Jane C. Redmont is a theologian, writer and retreat leader with a lifelong commitment to fostering connections between the contemplative life and social justice activism. She earned a Master of Divinity degree from Harvard Divinity School and has studied and practiced hatha yoga, centering prayer and Zen meditation. In the late 1970s she chaired the first Jewish-Christian-Muslim dialogue committee in Madison, Wis., while serving as the first woman chaplain at St. Paul’s University Catholic Center. She is the author of Generous Lives: American Catholic Women Today and When in Doubt, Sing: Prayer in Daily Life. During her Ph.D. studies at the Graduate Theological Union, she served as the Bogard Teaching Fellow at the Church Divinity School of the Pacific and taught at other area seminaries. She served as religious studies faculty at Guilford College, Greensboro, N.C., chair of the Bishop's Committee for Racial Justice and Reconciliation in the Episcopal Diocese of North Carolina and co-chair of the World Christianity Group of the American Academy of Religion. A member of Emmanuel Church in Boston, she also serves as a congregational consultant and guest preacher in the Diocese of Massachusetts.

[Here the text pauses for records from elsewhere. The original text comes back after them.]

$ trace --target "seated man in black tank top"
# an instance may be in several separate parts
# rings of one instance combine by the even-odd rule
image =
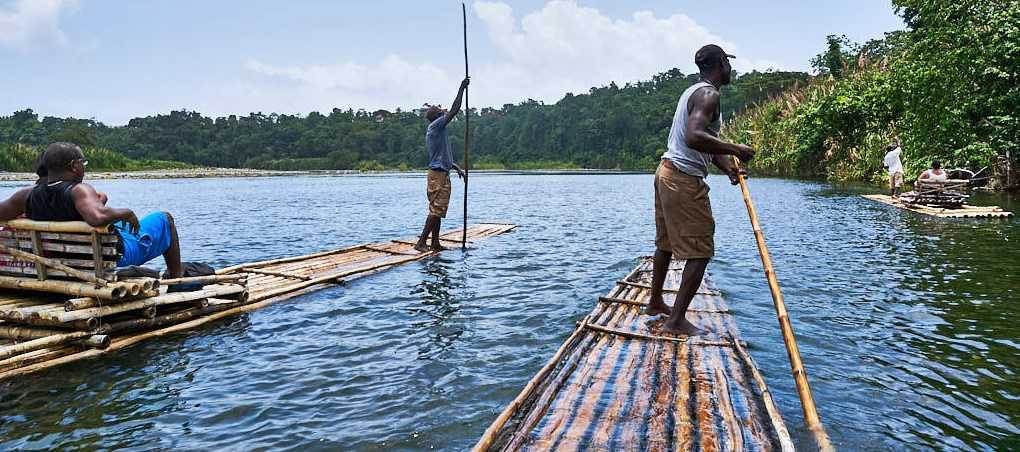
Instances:
[[[105,195],[82,182],[89,161],[76,145],[51,144],[43,160],[46,182],[18,190],[0,202],[0,221],[24,213],[38,221],[113,224],[123,245],[117,266],[142,265],[161,255],[166,260],[168,278],[181,278],[181,244],[169,213],[156,212],[139,220],[131,209],[108,207]]]

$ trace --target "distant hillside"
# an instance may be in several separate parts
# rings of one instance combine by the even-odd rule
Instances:
[[[36,159],[43,146],[0,144],[0,171],[35,172]],[[175,161],[134,160],[109,149],[85,147],[90,170],[135,171],[142,169],[186,168],[191,165]]]
[[[1020,2],[894,4],[907,31],[863,45],[830,36],[813,60],[822,77],[727,123],[730,139],[760,150],[755,167],[881,181],[884,147],[895,137],[908,180],[934,159],[944,167],[1002,168],[1012,151],[1016,161]]]
[[[808,79],[803,72],[740,76],[724,89],[723,115],[728,118]],[[673,69],[647,82],[568,93],[551,105],[526,100],[499,109],[472,109],[473,166],[652,168],[665,149],[677,99],[697,80],[697,74]],[[399,109],[218,118],[171,111],[135,118],[124,127],[40,118],[22,110],[0,117],[0,143],[42,146],[71,141],[143,165],[160,160],[265,169],[417,168],[426,160],[424,127],[421,110]],[[457,149],[462,146],[462,120],[451,124]],[[14,163],[0,162],[7,164]],[[16,165],[23,167],[24,162]]]

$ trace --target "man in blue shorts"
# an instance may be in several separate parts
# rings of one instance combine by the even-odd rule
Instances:
[[[117,266],[142,265],[163,256],[168,278],[181,278],[181,243],[168,212],[152,213],[139,220],[131,209],[108,207],[105,195],[82,182],[89,161],[76,145],[53,143],[46,148],[43,160],[46,183],[21,189],[0,202],[0,221],[24,213],[37,221],[113,224],[123,246]]]

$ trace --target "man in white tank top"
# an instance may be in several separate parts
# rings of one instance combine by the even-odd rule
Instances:
[[[666,333],[694,336],[702,331],[685,317],[715,254],[715,219],[709,203],[708,164],[729,175],[736,185],[737,169],[730,155],[749,161],[755,151],[719,139],[719,88],[729,84],[732,68],[719,46],[707,45],[695,54],[702,80],[687,88],[676,104],[666,153],[655,172],[655,260],[652,298],[645,313],[668,314]],[[662,285],[671,259],[683,259],[683,277],[670,308],[662,300]]]

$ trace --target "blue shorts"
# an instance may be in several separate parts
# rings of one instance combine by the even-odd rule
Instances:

"I am delighted for this opportunity to work with Dan Joslyn-Siemiatkoski for and in our diocesan community," Redmont said. "We know that many here are already building relationships and working for justice and healing with neighbors in our religiously diverse region: in marriages and partnerships, at work and in college residences, in service and advocacy, in friendships that make room for difference and in sharing church buildings with with other congregations, many of which serve immigrant communities. We look forward to hearing more about these grassroots efforts and their challenges and hopes, to serving as resources and to continuing to listen and learn."